Tiger Woods ends up not needing U.S. Open exemption he would have certainly received anyway
Tiger Woods' fans, rest assured. The thing you didn't need to worry about in the first place has been taken care of.
Spurred by a final-round 65 at Aronimink, Woods turned in a T-6 finish at the BMW Championship, a standing strong enough to secure an invitation to the Tour Championship next week. It will be Tiger's first trip to Atlanta since 2013, especially noteworthy given the events that have transpired inside the ropes and out in the five years in between. And if that wasn't achievement in itself, there's another benefit that come with making it to East Lake. Chiefly, in Tiger's case, automatically qualifying into the 2019 U.S. Open.
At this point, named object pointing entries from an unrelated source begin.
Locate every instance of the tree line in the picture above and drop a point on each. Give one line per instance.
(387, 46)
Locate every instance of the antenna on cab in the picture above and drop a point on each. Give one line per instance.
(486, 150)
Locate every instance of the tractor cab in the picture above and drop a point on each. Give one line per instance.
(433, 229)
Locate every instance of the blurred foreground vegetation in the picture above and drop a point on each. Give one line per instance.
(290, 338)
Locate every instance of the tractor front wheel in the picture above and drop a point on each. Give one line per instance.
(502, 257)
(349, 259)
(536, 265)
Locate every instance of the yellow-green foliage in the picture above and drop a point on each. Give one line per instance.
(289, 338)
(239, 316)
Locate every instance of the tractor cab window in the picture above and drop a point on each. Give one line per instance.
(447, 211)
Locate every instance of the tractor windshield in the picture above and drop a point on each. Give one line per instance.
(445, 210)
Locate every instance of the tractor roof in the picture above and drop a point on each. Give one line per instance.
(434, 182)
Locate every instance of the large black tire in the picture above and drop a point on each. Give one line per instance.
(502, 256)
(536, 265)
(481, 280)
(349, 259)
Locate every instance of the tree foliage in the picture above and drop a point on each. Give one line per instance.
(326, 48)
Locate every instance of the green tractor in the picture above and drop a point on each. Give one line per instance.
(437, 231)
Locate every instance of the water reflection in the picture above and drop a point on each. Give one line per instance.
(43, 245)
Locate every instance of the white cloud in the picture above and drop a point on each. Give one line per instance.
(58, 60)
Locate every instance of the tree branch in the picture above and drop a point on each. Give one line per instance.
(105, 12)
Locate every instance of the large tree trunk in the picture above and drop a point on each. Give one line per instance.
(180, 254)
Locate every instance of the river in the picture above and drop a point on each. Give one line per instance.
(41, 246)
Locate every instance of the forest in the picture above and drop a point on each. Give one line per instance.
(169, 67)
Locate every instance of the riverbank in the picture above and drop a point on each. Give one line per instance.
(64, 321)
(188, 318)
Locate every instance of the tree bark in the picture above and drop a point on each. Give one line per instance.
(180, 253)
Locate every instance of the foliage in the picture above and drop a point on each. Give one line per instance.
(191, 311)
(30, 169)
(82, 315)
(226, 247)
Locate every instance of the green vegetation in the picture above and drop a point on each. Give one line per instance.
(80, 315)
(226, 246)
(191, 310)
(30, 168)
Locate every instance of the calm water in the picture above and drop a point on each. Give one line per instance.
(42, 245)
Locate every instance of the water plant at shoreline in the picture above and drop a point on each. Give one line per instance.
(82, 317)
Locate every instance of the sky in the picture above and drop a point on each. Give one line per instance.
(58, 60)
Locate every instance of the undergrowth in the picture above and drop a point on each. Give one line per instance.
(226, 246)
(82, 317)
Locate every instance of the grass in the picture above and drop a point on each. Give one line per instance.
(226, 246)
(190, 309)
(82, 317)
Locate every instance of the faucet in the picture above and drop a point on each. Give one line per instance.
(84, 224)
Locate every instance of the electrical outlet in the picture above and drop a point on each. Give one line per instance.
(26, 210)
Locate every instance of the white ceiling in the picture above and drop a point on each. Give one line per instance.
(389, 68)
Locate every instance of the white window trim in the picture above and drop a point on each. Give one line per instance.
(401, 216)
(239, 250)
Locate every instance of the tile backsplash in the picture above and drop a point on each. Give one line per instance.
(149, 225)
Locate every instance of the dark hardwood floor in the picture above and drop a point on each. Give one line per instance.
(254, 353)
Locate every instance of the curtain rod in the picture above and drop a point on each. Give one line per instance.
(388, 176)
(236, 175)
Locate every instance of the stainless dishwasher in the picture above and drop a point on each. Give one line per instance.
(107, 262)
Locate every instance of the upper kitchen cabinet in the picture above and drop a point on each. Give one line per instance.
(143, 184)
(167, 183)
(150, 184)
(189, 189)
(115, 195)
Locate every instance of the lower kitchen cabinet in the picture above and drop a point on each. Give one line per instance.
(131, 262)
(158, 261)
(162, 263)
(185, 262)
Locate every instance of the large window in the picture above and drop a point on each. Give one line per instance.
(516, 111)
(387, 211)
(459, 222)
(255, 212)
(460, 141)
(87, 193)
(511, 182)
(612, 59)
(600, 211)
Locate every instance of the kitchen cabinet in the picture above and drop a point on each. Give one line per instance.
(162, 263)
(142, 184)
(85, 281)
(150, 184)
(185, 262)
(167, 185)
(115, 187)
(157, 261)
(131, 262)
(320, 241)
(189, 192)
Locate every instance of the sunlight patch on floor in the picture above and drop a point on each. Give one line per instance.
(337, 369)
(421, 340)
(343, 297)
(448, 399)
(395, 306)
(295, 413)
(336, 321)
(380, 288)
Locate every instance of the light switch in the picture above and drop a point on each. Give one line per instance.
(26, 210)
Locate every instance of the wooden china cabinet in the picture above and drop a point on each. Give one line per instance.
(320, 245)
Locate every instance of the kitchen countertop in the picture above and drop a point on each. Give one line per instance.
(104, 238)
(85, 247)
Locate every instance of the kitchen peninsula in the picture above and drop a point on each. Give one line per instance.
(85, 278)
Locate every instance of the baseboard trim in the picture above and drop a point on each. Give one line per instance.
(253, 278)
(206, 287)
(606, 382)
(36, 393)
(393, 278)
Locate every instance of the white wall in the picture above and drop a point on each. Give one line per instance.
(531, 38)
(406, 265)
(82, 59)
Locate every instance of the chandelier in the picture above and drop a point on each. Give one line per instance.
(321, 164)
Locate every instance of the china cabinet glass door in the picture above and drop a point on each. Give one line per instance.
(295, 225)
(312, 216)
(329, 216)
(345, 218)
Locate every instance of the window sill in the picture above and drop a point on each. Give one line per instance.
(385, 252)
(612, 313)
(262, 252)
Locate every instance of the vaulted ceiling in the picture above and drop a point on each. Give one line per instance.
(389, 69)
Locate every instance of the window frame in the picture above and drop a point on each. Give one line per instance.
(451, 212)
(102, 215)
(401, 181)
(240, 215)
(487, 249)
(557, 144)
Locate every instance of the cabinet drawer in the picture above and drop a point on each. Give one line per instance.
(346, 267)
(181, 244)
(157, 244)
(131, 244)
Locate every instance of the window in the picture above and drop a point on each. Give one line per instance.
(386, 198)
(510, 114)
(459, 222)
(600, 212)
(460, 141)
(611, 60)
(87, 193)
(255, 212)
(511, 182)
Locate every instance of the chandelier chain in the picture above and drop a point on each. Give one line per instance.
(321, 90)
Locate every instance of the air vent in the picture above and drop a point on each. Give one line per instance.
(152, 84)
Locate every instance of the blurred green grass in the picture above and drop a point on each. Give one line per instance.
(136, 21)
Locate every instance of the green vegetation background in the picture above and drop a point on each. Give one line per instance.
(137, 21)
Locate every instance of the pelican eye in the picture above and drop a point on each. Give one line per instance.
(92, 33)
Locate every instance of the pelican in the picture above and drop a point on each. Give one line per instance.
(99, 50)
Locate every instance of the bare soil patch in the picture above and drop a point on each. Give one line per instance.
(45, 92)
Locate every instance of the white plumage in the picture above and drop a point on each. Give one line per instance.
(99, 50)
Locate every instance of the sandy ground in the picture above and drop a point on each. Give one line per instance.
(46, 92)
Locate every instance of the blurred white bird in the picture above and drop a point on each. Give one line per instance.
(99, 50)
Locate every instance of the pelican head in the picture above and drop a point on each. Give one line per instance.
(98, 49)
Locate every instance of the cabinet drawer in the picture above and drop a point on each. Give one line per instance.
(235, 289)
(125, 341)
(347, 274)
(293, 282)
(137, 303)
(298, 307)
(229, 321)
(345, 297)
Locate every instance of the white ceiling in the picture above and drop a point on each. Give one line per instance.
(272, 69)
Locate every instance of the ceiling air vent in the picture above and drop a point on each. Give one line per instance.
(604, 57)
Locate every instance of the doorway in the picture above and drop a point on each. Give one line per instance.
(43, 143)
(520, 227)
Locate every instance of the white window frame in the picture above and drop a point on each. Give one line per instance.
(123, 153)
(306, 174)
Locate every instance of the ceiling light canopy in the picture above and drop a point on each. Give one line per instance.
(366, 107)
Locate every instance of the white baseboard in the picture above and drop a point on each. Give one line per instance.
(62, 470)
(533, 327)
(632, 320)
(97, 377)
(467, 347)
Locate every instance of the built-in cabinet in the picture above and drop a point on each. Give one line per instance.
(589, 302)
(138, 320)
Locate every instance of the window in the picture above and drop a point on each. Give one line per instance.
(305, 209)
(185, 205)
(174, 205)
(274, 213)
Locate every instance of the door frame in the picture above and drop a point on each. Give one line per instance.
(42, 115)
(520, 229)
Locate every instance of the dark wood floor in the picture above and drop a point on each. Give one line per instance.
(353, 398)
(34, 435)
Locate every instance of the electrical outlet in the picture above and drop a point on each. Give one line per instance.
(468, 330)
The U.S. Open, you might recall, grants its winners a 10-year exemption into the tournament, and last year's event at Shinnecock was Woods' final run off his 2008 victory at Torrey Pines. Meaning, in theory, Woods was on his own accord for next summer's competition at Pebble Beach.
Granted, Woods' teeing it up at next year's Open was never in doubt. As a three-time winner of the tournament, the 42-year-old would have undoubtedly received an exemption, particularly since Pebble was the site of his recording-breaking performance in 2000.
Moreover, it was likely Woods would have qualified in a number of different avenues, such as ranking in the top 60 in the world as of May 20 and June 10 (Woods is now up to No. 21 in the OWGR) or as, ahem, the Masters or Players champ.